First-principles prediction of the electronic property, carrier mobility and optical absorption in edge-modified pristine sawtooth penta-graphene nanoribbons (SSPGNRs)

Abstract

Based on the first-principle calculations, we systematically study the electronic property, carrier mobility and optical absorption spectra in the monohydrogen(H), dihydrogen(2H) and Al edge-modified pristine sawtooth penta-graphene nanoribbons (SSPGNRs), respectively. Our results show that the SSPGNRs have suitable band gap, high carrier mobility and good optical absorption.

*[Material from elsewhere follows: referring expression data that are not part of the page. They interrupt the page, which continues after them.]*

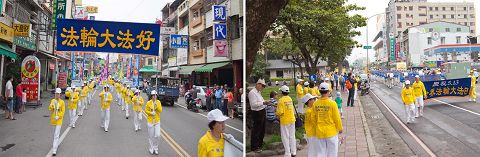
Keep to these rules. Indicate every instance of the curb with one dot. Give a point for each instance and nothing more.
(371, 146)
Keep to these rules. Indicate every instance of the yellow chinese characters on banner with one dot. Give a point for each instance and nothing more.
(22, 29)
(6, 32)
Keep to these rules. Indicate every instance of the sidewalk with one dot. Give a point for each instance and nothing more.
(354, 131)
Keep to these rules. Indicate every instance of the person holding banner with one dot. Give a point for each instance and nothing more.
(137, 109)
(473, 89)
(106, 99)
(153, 109)
(420, 93)
(408, 99)
(57, 107)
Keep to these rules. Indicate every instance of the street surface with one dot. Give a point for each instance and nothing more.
(449, 127)
(31, 134)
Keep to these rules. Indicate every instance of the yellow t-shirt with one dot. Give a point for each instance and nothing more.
(285, 110)
(326, 118)
(209, 147)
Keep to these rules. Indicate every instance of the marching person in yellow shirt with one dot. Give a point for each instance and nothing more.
(153, 109)
(73, 97)
(137, 109)
(308, 100)
(473, 87)
(408, 100)
(57, 107)
(286, 114)
(419, 93)
(327, 123)
(105, 100)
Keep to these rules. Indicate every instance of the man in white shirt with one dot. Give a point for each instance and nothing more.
(257, 105)
(9, 97)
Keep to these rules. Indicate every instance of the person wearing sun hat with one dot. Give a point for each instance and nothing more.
(327, 123)
(257, 105)
(57, 107)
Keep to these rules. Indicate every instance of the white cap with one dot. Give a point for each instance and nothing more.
(58, 91)
(216, 115)
(307, 97)
(261, 81)
(285, 89)
(324, 87)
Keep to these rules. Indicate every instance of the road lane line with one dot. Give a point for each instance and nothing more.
(206, 117)
(170, 141)
(430, 152)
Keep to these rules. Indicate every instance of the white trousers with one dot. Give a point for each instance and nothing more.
(328, 147)
(136, 121)
(419, 106)
(56, 137)
(288, 139)
(105, 119)
(410, 111)
(153, 135)
(312, 146)
(73, 116)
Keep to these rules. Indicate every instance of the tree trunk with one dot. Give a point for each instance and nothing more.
(261, 14)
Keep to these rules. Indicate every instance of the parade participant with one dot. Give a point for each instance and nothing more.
(286, 113)
(408, 100)
(212, 143)
(473, 89)
(308, 100)
(300, 92)
(137, 109)
(106, 99)
(73, 97)
(420, 93)
(327, 123)
(153, 109)
(57, 107)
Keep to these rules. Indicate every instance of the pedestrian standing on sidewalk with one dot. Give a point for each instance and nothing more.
(308, 100)
(408, 100)
(9, 98)
(105, 100)
(137, 110)
(351, 90)
(327, 123)
(339, 102)
(286, 114)
(57, 107)
(18, 95)
(153, 110)
(420, 93)
(257, 105)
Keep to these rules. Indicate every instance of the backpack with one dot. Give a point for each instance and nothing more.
(348, 84)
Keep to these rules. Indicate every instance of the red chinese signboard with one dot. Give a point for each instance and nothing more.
(30, 77)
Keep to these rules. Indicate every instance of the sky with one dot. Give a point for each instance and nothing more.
(378, 6)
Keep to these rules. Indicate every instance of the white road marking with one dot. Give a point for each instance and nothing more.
(429, 152)
(206, 117)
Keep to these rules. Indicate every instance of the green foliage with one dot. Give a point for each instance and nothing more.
(320, 29)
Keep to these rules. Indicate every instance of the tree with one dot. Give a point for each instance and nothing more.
(321, 29)
(261, 14)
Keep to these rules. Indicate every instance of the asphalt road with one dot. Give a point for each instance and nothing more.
(32, 133)
(449, 127)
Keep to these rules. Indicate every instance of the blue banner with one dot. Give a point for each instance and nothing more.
(104, 36)
(454, 87)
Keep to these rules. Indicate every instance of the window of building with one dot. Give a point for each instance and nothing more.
(279, 73)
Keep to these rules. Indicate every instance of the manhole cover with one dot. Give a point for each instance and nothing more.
(8, 146)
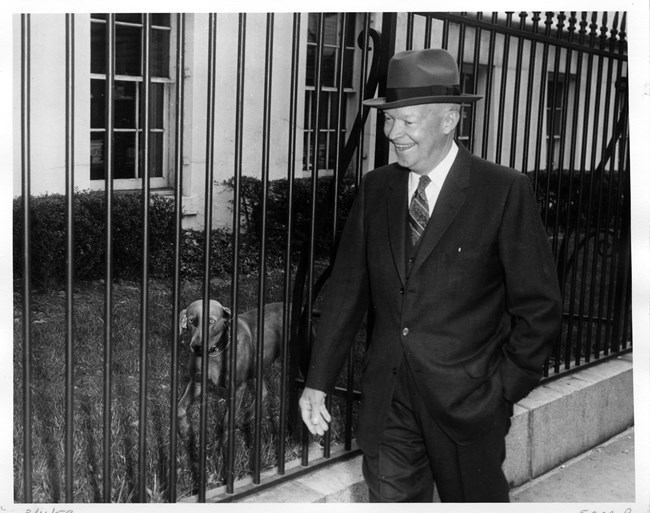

The charge carrier mobility of SSPGNRs can be as high as 104 cm2 V−1 s−1, behave like n-type semiconductor, the different edge modifications enable SSPGNRs to convert from n-type to p-type semiconductor, and specifically, spin-splitting occurs in the band structure of the 2H-SSPGNR. Furthermore, the edge modifications can change the optical absorption that the absorption spectrum of Al-SSPGNR increases in visible and ultraviolet light regions obviously. The spin and optoelectronic properties of SSPGNRs with different edge modifications suggest its potential applications in spin electronics, optoelectronic devices and solar cells, which also provide some theoretical guidance for regulating the properties of SSPGNRs by edge modifications.